In [549]:
import requests
from bs4 import BeautifulSoup
import pandas as pd
import re
import pickle

# First we are going to scrape `findmeglutenfree.com` as `gf`

In [329]:
# This is the way we connect to the webpage we are going to scrape
data_gf = requests.get("https://www.findmeglutenfree.com/es/madrid")

In [330]:
# Response code of 200 is good
data_gf.status_code

200

In [331]:
# We are now putting the website throught the BS parser
soup = BeautifulSoup(data_gf.text)

In [332]:
# Here we grabbed all the "div" tags to explore what we get
div = soup.select("div")
type(div)

bs4.element.ResultSet

In [333]:
# the 5th Index of this list contains what we are looking for
len(div)

153

In [334]:
# This is a little more precise but we still don't have exactly what we want
ul = soup.select("ul.list-unstyled.mt-4.mb-4")

In [335]:
# Here is the precise location of the names of our restaruants saved to a variable "name"
name = soup.select("a.align-middle")

In [336]:
# We have to extract the contents contained in these tags and save them
# This is our list of restaurant names
grest = [n.contents for n in name]
len(grest)

30

In [413]:
# This converts our list of lists to a list of items
gf_rest = [name[0] for name in grest]
gf_rest[:5]   

['Taberna La Concha',
 'El Arrozal',
 'Da Nicola Gran Vía',
 'Rosa Negra Madrid',
 'Sana Locura Gluten Free Bakery']

In [343]:
# Here we have the addresses of out restaurants
address = soup.select("span.sl-addr.mt-2")

In [344]:
# Now they have been extracted we will need to combine the names and the addresses in the database
gaddr = [a.contents for a in address]
len(gaddr)

30

In [414]:
# This converts our list of lists to a list of items
gf_addr = [name[0] for name in gaddr]
gf_addr[:5]

['Calle Cava Baja, 7, 28005 Madrid, Spain',
 'Calle Segovia, 13, 28005 Madrid, Spain',
 'Plaza de los Mostenses, 11, 28015 Madrid, Community of Madrid, Spain',
 'Calle del León, 16, 28014 Madrid, Madrid, Spain',
 'Calle del Gral Oraá, 49, 28006 Madrid, Spain']

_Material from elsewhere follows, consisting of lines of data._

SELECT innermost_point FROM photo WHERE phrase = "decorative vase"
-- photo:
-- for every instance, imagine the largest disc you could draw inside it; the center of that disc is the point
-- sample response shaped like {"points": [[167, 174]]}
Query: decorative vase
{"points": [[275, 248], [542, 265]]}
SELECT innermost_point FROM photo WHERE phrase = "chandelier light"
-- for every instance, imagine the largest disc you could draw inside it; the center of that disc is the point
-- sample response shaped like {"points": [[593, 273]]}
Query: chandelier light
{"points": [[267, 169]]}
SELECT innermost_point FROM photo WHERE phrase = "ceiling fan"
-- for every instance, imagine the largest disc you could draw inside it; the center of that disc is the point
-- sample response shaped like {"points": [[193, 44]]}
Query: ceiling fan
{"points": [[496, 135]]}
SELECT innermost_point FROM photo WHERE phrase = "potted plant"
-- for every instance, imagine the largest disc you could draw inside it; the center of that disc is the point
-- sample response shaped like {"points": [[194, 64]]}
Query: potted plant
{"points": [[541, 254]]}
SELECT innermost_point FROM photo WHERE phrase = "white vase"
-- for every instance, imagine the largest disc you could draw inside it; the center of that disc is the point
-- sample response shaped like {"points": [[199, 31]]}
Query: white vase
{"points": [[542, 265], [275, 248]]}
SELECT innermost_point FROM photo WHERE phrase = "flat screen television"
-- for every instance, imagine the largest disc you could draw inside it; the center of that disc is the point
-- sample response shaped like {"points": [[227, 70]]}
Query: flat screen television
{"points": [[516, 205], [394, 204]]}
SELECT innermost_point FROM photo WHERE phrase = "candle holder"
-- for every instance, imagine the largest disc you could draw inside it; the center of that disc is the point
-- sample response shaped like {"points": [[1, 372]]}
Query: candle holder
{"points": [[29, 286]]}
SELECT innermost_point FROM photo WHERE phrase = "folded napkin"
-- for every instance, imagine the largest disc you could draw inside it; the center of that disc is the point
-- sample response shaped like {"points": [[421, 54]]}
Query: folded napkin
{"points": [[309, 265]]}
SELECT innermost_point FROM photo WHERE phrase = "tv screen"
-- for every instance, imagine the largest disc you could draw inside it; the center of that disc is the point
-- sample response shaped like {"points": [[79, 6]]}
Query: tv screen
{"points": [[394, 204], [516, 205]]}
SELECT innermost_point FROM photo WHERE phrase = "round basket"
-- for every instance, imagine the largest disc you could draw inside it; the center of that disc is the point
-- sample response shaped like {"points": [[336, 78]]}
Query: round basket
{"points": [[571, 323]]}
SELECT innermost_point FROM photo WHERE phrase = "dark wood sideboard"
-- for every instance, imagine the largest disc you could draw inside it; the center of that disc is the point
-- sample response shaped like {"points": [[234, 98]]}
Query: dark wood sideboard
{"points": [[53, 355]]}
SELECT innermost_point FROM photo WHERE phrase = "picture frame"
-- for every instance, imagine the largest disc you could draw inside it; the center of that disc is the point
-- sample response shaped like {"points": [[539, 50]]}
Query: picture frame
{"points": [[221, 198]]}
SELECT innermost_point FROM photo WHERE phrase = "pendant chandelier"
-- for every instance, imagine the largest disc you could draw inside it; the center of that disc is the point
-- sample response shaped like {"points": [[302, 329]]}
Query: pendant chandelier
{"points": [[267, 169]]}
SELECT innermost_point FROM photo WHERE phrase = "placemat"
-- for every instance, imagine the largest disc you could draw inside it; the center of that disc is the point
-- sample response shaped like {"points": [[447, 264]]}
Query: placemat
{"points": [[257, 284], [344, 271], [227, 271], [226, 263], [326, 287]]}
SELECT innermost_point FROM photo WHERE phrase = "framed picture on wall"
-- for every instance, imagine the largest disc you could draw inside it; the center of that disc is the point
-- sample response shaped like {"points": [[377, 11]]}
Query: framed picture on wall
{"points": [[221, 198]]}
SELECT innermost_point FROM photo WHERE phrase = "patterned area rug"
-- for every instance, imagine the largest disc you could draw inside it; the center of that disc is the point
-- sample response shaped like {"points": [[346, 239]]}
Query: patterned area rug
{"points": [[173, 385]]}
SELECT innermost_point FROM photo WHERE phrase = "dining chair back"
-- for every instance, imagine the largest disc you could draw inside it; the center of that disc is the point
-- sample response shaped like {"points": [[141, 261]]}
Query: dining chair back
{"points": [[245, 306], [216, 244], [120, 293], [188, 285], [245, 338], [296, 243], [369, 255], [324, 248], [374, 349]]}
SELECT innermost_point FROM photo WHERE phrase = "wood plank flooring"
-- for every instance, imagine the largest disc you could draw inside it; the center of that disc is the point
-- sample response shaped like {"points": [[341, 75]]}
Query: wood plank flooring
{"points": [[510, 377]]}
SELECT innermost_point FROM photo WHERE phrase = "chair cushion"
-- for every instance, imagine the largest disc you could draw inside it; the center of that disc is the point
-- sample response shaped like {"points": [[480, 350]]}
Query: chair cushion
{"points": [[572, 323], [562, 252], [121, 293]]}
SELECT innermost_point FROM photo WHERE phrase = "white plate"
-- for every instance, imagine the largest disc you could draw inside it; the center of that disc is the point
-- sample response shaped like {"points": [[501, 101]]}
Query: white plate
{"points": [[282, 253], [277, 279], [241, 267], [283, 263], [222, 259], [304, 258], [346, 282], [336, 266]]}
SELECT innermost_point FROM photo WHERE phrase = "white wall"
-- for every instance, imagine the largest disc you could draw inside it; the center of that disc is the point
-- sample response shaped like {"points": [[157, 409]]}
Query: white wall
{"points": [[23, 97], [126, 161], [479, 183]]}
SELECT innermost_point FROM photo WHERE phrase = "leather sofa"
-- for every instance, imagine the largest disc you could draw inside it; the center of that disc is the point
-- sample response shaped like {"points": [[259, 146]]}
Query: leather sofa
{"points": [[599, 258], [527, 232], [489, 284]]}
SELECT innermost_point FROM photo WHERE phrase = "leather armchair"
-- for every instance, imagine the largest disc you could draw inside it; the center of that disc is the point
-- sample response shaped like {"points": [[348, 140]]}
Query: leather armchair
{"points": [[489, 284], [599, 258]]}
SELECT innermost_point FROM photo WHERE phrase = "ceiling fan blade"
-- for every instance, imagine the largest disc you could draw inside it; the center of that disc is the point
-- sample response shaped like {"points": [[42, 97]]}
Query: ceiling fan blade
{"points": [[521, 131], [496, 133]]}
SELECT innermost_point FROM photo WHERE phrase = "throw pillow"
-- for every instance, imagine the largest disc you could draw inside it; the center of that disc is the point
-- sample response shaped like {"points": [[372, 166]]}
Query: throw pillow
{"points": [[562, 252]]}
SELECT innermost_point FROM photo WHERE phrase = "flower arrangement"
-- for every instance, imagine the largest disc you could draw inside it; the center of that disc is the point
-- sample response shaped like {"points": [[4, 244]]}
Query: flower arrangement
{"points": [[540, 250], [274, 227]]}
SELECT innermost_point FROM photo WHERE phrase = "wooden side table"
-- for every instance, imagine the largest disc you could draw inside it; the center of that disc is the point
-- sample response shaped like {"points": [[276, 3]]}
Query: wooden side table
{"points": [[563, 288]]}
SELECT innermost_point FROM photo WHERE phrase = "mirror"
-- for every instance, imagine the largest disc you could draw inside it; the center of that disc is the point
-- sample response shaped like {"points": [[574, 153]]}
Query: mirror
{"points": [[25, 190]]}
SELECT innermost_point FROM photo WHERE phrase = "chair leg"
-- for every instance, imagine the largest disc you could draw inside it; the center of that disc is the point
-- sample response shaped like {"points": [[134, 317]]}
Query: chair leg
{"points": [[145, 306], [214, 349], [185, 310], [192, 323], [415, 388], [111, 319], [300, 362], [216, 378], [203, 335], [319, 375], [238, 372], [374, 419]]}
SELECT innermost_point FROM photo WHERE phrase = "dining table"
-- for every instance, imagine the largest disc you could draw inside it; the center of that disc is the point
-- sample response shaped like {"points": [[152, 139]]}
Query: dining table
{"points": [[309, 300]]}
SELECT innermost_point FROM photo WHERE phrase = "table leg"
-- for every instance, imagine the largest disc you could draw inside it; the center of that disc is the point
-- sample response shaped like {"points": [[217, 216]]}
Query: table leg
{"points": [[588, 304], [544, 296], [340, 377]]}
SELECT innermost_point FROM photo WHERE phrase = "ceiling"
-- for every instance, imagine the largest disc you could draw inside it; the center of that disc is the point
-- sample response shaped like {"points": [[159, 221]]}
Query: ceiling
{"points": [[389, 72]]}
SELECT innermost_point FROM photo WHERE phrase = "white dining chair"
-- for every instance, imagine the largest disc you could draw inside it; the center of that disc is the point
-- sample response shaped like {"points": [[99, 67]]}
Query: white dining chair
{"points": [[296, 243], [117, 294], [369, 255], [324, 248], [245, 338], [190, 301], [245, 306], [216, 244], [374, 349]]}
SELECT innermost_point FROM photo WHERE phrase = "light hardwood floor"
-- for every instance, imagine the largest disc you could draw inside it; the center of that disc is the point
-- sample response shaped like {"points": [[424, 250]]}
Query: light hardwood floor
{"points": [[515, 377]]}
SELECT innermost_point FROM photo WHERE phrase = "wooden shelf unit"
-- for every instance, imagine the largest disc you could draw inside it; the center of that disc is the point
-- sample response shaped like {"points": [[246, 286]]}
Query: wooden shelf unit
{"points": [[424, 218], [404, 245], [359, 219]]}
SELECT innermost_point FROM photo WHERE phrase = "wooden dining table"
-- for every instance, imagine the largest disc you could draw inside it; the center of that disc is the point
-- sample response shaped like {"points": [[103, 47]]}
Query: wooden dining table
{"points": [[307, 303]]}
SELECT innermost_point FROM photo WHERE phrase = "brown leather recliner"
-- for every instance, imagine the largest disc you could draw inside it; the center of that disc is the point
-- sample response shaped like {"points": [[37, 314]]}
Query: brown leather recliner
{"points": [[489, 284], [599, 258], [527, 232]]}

# Next we are going to scrape `happyceliac.com` as `hc`
**First the name**

In [234]:
# We start the process over again for happyceliac.com
data_hc = requests.get("https://www.happyceliac.com/gluten-free-madrid/")

In [235]:
data_hc

<Response [200]>

In [436]:
soup = BeautifulSoup(data_hc.text)

In [None]:
name = soup.select("h3")

In [301]:
# We had one name at the end of the list that was still nesting bewteen tags 
# We are extracting it from the tags here
rest = [n.contents for n in name]
rest = rest[:-9]
r = [n.contents for n in rest[-1]]

[['Asador Maribel']]

In [419]:
# We are replacing that extracted item back into the list where is was
rest[-1]=r[0]
rest[-5:]

[['La Oriental Sin Gluten ★'],
 ['Celikatessen ★'],
 ['Sana Local ★'],
 ['Bico de Xeado\xa0'],
 ['Asador Maribel']]

In [None]:
# We create a list of items
hc_rest = []
for n in rest:
    line = re.sub(r"^\s|\s$|\s[★]", "", n[0])
    hc_rest.append(line)
hc_rest

**Now the Address**

In [None]:
address = soup.select("em")
address

In [None]:
# There were some unwanted items in this list so we selected the index of the desired lines
addr = [a.contents for a in address[1:-9]]
addr

In [442]:
# and we selected the first index of each list-type item because that contained the address
new = [line[0] for line in addr]
new[:5]

['Calle de Ventura de la Vega, 4, 28014 Madrid, Spain | ',
 'Calle de Echegaray, 5, 28014 Madrid, Spain | ',
 'Calle de Castilla, 62, 28039 Madrid, Spain | ',
 'Plaza Mostenses, 11, 28015 Madrid, Spain | ',
 'Calle de Segovia, 13, 28005 Madrid, Spain | ']

In [None]:
# Here we cleaned the addresses and they look good
hc_addr = []
for l in new:
    line = re.sub(r"\s[|]\s.*", "", l)
    hc_addr.append(line)

In [443]:
print(hc_addr[:5])
len(hc_addr)

['Calle de Ventura de la Vega, 4, 28014 Madrid, Spain', 'Calle de Echegaray, 5, 28014 Madrid, Spain', 'Calle de Castilla, 62, 28039 Madrid, Spain', 'Plaza Mostenses, 11, 28015 Madrid, Spain', 'Calle de Segovia, 13, 28005 Madrid, Spain']


18

# We are going to scrape the `viajarsingluten` as `vsg`

In [484]:
vsg_rest_tot = []
vsg_addr_tot = []

# These are all the next page links
url_list = ["https://www.viajarsingluten.com/restaurantes-sin-gluten-madrid-1_6047/",
            "https://www.viajarsingluten.com/restaurantes-sin-gluten-madrid-1_6047/2/",
            "https://www.viajarsingluten.com/restaurantes-sin-gluten-madrid-1_6047/3/",
            "https://www.viajarsingluten.com/restaurantes-sin-gluten-madrid-1_6047/4/"]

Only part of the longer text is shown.